John Waters’ unique perspective on ‘The Wizard of Oz’: “It has an unhappy ending”

Don’t ask John Waters a question unless you’re prepared to have your mind blown.

Although he has made his career and celebrity off being a filmmaker, it’s safe to say that this most delightfully eccentric of men would have been a revered sage no matter which profession he chose to pursue. His movies might not be for everyone.

You might need to cover your eyes for 90% of Pink Flamengos and your eyes and ears for Female Trouble, but the man behind them is as warm and cuddly as a Christmas jumper.

When it comes to classic cinema, Waters is in his element. Looking beyond the literal shit-eating of his own works, it’s easy to see that the theme to which he keeps returning is good old-fashioned Hollywood melodrama. Think Douglas Sirk, Gone with the Wind, and Cat on a Hot Tin Roof – movies where sex and Technicolor strain at the seams, where hammy southern accents abound, where housewives shed sparkling tears one at a time, and characters are stricken with mysterious illnesses that only seem to make them more photogenic. Of all these melodramas, The Wizard of Oz stands alone as one of the more unconventional and hallucinogenic. 
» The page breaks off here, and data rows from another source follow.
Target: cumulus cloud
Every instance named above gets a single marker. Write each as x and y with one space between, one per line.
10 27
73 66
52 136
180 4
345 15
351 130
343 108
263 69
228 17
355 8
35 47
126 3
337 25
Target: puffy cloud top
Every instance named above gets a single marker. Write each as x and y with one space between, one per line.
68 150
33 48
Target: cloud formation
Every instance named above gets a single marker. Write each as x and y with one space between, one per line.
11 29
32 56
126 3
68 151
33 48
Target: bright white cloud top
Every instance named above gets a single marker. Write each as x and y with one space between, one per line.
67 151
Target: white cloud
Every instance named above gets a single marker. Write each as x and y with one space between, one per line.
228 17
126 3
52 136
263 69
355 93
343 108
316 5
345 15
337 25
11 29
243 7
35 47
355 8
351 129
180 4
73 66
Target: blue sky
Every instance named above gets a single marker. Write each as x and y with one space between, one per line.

Aside from being a feast for the eyes, the film has remained cemented in the cultural consciousness because it is so endlessly interpretable. Theories abound over what it’s actually about. Is it an allegory about populism? Feminism? Atheism? Is it a parody, a cautionary tale, or just a fantastical children’s movie? 

The Wizard of Oz - 1939 - Dorothy
Credit: Far Out / Alamy

All of these arguments have been made repeatedly, but John Waters has his own take. In Robert K Elder’s The Film That Changed My Life, the Polyester director offered a rundown of what the film means to him. “Girl leaves drab farm, becomes a fag hag, meets gay lions and men that don’t try to molest her, and meets a witch, kills her,” he explained. There’s a lot to unpack there, but he wasn’t finished.
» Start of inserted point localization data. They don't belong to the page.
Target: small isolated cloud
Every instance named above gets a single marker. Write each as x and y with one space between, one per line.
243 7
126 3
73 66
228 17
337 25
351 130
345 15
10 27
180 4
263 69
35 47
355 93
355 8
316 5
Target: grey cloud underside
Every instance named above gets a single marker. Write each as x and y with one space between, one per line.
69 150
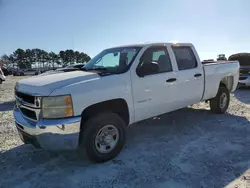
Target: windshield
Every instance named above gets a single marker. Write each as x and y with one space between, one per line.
114 60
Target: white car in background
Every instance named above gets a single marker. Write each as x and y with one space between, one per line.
2 77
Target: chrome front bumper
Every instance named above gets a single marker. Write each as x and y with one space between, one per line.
54 134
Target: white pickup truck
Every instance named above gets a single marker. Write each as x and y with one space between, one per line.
91 108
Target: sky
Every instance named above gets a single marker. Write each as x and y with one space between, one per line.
213 26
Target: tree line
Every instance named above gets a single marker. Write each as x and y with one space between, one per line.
39 58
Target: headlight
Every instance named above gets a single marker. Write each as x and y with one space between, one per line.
57 107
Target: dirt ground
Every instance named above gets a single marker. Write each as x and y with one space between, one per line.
188 148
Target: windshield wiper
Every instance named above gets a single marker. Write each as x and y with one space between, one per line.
97 68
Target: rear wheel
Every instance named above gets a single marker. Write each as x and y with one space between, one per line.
220 103
103 137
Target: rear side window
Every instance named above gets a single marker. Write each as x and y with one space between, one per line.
185 58
160 56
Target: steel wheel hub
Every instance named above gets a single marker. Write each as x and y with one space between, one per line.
106 139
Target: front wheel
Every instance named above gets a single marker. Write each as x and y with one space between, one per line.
103 137
220 103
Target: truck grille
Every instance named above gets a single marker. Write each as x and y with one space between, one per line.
28 113
28 105
26 98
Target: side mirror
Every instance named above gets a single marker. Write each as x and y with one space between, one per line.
147 68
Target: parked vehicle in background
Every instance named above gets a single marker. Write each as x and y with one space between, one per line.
69 68
2 76
5 71
221 57
244 60
90 109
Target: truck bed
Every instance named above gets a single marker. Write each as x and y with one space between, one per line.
228 71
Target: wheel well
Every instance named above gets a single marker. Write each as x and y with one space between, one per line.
118 106
227 82
223 84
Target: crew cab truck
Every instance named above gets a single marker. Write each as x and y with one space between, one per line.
90 109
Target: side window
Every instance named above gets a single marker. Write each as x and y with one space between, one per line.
110 60
185 58
159 57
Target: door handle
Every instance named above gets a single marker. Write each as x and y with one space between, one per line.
198 75
171 80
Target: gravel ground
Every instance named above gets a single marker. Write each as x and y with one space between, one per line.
188 148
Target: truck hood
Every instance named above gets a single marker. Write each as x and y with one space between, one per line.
44 85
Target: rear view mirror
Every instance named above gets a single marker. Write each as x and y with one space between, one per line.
147 68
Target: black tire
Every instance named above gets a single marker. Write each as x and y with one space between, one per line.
90 131
215 103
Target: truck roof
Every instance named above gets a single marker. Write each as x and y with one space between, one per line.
154 43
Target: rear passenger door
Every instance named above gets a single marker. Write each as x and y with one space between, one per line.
190 76
154 93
“Unfortunately,” he continued, “By a surreal act of shoe fetishism – clicks her shoes together and is back to where she belongs.” This, he insists, is “an unhappy ending.” 
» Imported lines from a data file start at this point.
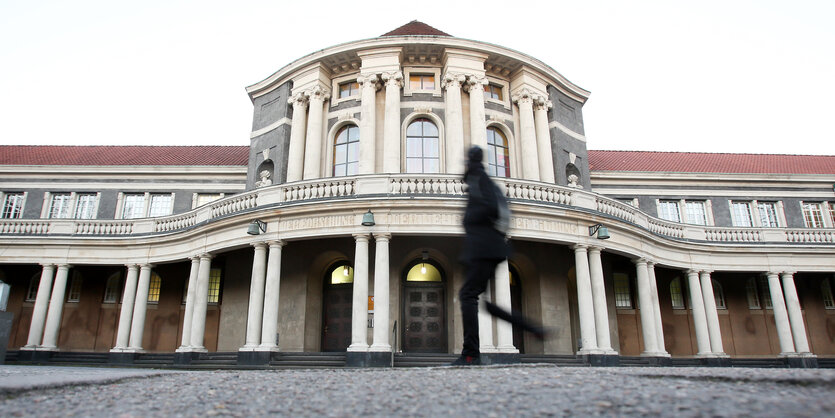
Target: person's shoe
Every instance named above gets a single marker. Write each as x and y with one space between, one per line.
466 361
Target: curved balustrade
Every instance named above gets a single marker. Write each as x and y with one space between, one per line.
412 184
32 227
104 227
733 234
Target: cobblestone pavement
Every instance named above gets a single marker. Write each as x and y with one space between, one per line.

There’s no denying that the film, and Judy Garland specifically, have become gay icons, and there is a certain utopian quality about a naive preteen girl finding herself among a group of strange adult men who are not creepy. It’s more difficult to attribute Dorothy’s return to the farm to shoe fetishism, though goodness knows there are untold numbers of impressionable viewers who had to have their own pair of ruby slippers at some point (including yours truly, of course).

As for the nature of the ending, this is down to personal interpretation, and probably says a lot about a person’s outlook on life. The film ends with Dorothy exclaiming that there’s “no place like home,” but maybe this is just evidence of an indoctrinated mind. The fact that the ‘real world’ is a drab sepia tone makes the eye-popping colour of Oz seem more alluring, and Dorothy’s life on the farm seems pretty lonely and alienating compared to the journey down the yellow brick road in which she meets her soulmates. 

For someone like Waters, a purveyor of all things alternative and extraordinary, it’s hardly surprising that Kansas in the early 20th century would inspire a little less excitement than a fantasy land of witches, flying monkeys, and animate scarecrows. Whether you agree with him or not might lead you to some existential musing of your own.